Growth of the October 1 dome continues to generate rockfalls and small pyroclastic flows. There was also shallow VT earthquake activity under the crater area, the first since activity on the October 1 dome restarted in late December. Areas outside of the Tar River valley are not currently threatened by this activity, although anywhere downwind of the volcano will be affected by light ashfall. A rapid escalation in activity is possible and could have serious consequences for much of the evacuated areas. Everyone should remain vigilant and follow the alert procedures. There is no access to zone A/B and only limited access to zone C/D.
Seismic activity was dominated by rockfalls and shallow VT earthquakes. 78 rockfall signals were recorded today, a slight decrease from yesterday. All the rockfalls are probably generated by growth of the October 1 dome. The size of the rockfalls was slightly reduced compared to those recorded in the last two days. Shallow VT earthquake activity resumed during this reporting period, with 53 VT earthquakes recorded. These were in the first swarms of shallow VTs since December 21, when activity resumed on the October 1 dome. The VT earthquakes occurred in three distinct swarms, from 6 to 8 pm last night, from 4:30 until 6 am today and from 2:50 pm until the end of the reporting period. The signals from these VTs are similar to those from the shallow VT swarms that dominated the seismic records during November and early December. Like those events, the current ones are located under the crater area, but at slightly deeper depths, 2 to 3 km. The level of activity is much less than that recorded during the peak of activity in mid-December.

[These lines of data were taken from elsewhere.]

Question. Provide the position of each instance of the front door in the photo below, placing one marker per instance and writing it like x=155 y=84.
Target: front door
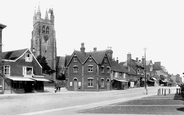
x=75 y=84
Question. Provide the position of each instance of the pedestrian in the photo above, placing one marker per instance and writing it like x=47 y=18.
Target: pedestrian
x=56 y=87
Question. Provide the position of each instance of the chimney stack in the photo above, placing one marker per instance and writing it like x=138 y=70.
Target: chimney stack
x=82 y=48
x=94 y=49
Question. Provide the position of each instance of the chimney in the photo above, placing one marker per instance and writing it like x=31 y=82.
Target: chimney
x=143 y=60
x=117 y=60
x=2 y=81
x=129 y=56
x=109 y=52
x=94 y=49
x=82 y=48
x=137 y=59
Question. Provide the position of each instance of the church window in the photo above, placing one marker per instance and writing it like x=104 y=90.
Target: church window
x=27 y=70
x=28 y=57
x=47 y=30
x=43 y=29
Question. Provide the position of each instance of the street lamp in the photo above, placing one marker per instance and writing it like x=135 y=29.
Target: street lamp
x=145 y=79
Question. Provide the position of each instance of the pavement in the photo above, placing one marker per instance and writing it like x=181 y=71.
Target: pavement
x=105 y=107
x=81 y=103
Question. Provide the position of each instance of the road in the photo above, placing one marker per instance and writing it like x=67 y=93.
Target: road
x=67 y=102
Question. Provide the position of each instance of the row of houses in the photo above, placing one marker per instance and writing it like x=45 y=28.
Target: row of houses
x=82 y=71
x=98 y=70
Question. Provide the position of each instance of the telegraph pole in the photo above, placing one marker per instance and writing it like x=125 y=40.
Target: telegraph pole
x=145 y=76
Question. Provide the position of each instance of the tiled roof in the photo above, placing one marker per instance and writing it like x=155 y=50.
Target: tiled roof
x=128 y=69
x=60 y=61
x=13 y=55
x=117 y=67
x=97 y=55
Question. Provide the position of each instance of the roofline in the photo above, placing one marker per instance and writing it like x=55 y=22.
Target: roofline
x=22 y=56
x=35 y=58
x=88 y=58
x=71 y=59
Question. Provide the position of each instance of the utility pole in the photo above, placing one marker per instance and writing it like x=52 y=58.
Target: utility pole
x=1 y=65
x=145 y=76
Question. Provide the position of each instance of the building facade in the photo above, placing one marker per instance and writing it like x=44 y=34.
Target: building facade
x=88 y=71
x=1 y=74
x=43 y=40
x=22 y=72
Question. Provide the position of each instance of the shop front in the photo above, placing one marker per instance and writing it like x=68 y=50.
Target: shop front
x=24 y=84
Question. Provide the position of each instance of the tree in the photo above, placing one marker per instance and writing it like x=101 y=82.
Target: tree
x=45 y=67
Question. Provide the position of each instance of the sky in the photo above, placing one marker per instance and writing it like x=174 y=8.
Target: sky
x=128 y=26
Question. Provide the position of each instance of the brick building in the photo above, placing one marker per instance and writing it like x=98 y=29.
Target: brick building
x=89 y=71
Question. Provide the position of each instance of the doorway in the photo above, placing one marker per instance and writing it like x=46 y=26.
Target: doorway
x=75 y=84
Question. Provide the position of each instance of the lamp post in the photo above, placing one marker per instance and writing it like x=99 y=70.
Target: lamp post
x=145 y=79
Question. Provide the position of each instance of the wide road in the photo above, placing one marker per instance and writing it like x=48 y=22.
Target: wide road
x=66 y=102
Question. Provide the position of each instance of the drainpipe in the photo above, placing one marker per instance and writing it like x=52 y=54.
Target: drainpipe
x=1 y=66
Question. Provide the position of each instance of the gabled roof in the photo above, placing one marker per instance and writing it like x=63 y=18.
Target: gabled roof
x=129 y=69
x=60 y=61
x=117 y=67
x=83 y=56
x=13 y=55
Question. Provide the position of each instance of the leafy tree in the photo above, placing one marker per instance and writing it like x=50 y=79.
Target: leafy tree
x=46 y=68
x=178 y=79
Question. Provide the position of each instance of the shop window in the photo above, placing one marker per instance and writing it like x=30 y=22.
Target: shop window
x=90 y=82
x=17 y=85
x=28 y=57
x=6 y=70
x=90 y=68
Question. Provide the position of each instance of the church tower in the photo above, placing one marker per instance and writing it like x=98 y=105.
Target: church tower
x=43 y=40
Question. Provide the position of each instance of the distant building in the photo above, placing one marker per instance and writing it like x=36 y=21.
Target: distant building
x=135 y=70
x=22 y=72
x=89 y=70
x=43 y=40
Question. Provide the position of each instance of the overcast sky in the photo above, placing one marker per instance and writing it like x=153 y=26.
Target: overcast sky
x=128 y=26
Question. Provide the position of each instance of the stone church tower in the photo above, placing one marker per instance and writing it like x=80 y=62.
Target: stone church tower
x=43 y=40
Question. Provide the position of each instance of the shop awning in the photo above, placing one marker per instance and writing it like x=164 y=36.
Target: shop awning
x=119 y=79
x=20 y=78
x=40 y=79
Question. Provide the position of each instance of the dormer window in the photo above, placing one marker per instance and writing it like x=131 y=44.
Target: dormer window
x=90 y=68
x=90 y=58
x=102 y=69
x=27 y=71
x=28 y=57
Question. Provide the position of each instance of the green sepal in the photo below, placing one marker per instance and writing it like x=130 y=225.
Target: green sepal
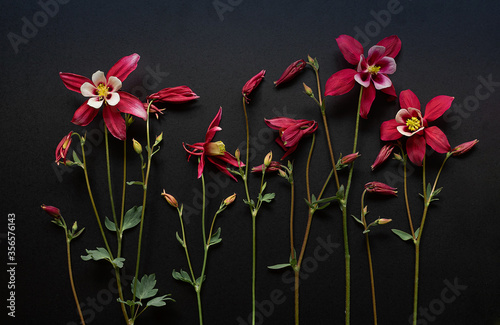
x=159 y=301
x=215 y=238
x=182 y=276
x=403 y=235
x=145 y=287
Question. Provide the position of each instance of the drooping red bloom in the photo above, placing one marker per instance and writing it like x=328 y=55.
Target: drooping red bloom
x=214 y=152
x=410 y=123
x=378 y=187
x=180 y=94
x=63 y=148
x=291 y=72
x=463 y=148
x=382 y=156
x=371 y=72
x=104 y=91
x=252 y=84
x=291 y=131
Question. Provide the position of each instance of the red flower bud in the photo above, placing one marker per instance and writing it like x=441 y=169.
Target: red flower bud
x=378 y=187
x=252 y=84
x=463 y=148
x=52 y=211
x=291 y=72
x=180 y=94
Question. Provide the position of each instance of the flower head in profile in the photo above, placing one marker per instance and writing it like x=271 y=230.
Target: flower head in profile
x=410 y=123
x=251 y=84
x=371 y=71
x=63 y=148
x=291 y=131
x=214 y=152
x=104 y=91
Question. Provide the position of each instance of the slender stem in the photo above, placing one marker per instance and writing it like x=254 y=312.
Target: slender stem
x=108 y=167
x=68 y=251
x=405 y=159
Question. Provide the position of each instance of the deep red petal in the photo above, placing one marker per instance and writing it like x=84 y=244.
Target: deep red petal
x=350 y=48
x=408 y=99
x=132 y=105
x=392 y=45
x=115 y=122
x=436 y=107
x=415 y=146
x=74 y=81
x=124 y=67
x=84 y=115
x=436 y=139
x=367 y=99
x=340 y=82
x=389 y=131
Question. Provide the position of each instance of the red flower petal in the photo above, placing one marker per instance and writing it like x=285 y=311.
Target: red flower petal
x=436 y=107
x=436 y=139
x=389 y=131
x=408 y=99
x=115 y=122
x=74 y=81
x=415 y=146
x=366 y=100
x=340 y=82
x=350 y=48
x=124 y=67
x=84 y=115
x=132 y=105
x=392 y=45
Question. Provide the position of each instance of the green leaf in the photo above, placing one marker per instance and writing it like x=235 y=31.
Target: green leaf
x=179 y=239
x=403 y=235
x=268 y=197
x=145 y=288
x=215 y=238
x=132 y=217
x=130 y=302
x=182 y=276
x=109 y=224
x=159 y=301
x=279 y=266
x=361 y=222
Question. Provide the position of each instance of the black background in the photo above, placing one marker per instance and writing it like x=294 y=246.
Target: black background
x=448 y=47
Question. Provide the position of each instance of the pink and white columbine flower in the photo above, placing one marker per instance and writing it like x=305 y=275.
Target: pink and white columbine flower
x=371 y=72
x=214 y=152
x=410 y=123
x=291 y=131
x=104 y=91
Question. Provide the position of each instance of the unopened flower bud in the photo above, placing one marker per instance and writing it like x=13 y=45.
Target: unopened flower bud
x=230 y=199
x=463 y=148
x=170 y=199
x=52 y=211
x=137 y=146
x=268 y=159
x=307 y=90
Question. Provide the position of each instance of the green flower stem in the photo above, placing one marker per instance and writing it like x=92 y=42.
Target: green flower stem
x=117 y=275
x=144 y=195
x=427 y=202
x=370 y=264
x=70 y=271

Visibility has been poor for most of the day, with the crater area covered in cloud. Rockfalls and small pyroclastic flows were observed during brief periods of partial visibility this morning. Small ash clouds were generated by rockfalls throughout the day. These drifted to the west forming a diffuse low-level ash plume. Satellite observations detected the plume out to a distance of over 200 miles from Montserrat
GPS measurements were made on the "BIGNET" network around the volcano.
The Sulphur Dioxide flux in the gas plume, measured using COSPEC, was about 400 tonnes per day. This is a slight increase over recent measurements.
Sharon Teebenny and Uche Osuji from the Seismic Research Unit, University of West Indies, arrived today to take up their duties at MVO.